2529 Shakespeare - sold for $859,900 and assessment $731,000.

2636 Scott Street - sold for $821,500 and assessment is $752,000.

Both have identical lots and land value component ($366,000) but 2636 Scott Street has a higher attributed improvement value when in reality 2529 Shakespeare has the superior improvements (reason it sold for almost 40k more).

You could throw 100k in custom millwork at a brand new home and the improvement value would not change.

The other variable you can't count on with brand new homes in the near term is you don't know if the assessment is reflective of a 100% completed home or maybe they did it when it was 50% or 60% completed.

You can't buy a property in Oak Bay today, build a spec home and sell at a profit.

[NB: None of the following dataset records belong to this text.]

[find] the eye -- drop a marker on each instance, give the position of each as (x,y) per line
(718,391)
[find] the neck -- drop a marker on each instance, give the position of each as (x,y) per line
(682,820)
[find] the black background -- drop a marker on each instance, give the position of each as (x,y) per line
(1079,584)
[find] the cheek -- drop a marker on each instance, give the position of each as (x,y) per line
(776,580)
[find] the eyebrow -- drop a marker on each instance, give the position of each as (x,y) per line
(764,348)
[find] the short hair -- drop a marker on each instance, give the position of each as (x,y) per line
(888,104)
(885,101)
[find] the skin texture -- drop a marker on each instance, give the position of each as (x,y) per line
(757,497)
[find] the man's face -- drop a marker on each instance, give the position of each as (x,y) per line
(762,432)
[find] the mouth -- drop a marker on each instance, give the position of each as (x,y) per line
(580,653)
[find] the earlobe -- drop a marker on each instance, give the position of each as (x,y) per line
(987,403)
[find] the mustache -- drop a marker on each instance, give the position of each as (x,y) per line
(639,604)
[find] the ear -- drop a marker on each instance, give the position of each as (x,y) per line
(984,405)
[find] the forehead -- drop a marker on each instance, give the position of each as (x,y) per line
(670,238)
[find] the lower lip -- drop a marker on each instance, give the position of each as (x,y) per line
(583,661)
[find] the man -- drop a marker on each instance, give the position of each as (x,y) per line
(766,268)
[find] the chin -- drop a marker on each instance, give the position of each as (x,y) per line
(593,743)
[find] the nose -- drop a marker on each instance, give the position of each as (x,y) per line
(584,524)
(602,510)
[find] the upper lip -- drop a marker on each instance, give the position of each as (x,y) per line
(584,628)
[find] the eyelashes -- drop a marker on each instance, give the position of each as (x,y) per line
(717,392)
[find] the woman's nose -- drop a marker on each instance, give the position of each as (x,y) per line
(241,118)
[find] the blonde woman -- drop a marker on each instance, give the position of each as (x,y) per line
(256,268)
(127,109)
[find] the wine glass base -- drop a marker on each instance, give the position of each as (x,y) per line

I disagree with that. Just look at 893 Victoria Ave. If you wait for the right teardown there is potential to make money. There isn't enough of a margin to tear down anything livable but there is on run down homes.

Leo S said...

Take the last sale in Oak Bay along Monterey Avenue. Originally listed at $1,995,000. 596 days listed and finally sells at $1,400,000. How can a contractor misjudge the market by that much!?

Totally agree. It doesn't mean they lost money at $1.4M, but they definitely didn't expect that price. They didn't list their house for half a million too much because they enjoy carrying the financing for almost 2 years. The market sucks and maybe some people are making money on a few individual builds, but the idea that there is a mania is laughable.

Marko said...

and for that Monterey example you have Cadboro Bay. Asking $1,998,000 and sold for $2,000,000 under construction. Builder won't have to carry any financing post construction.

Marko said...

I do agree with Jack that in probably 50% of situations owner-builders don't allow prices on tear downs in Oak Bay to drop enough to the point where a builder can make a decent margin spec. I think that is why we see a mix of custom and spec.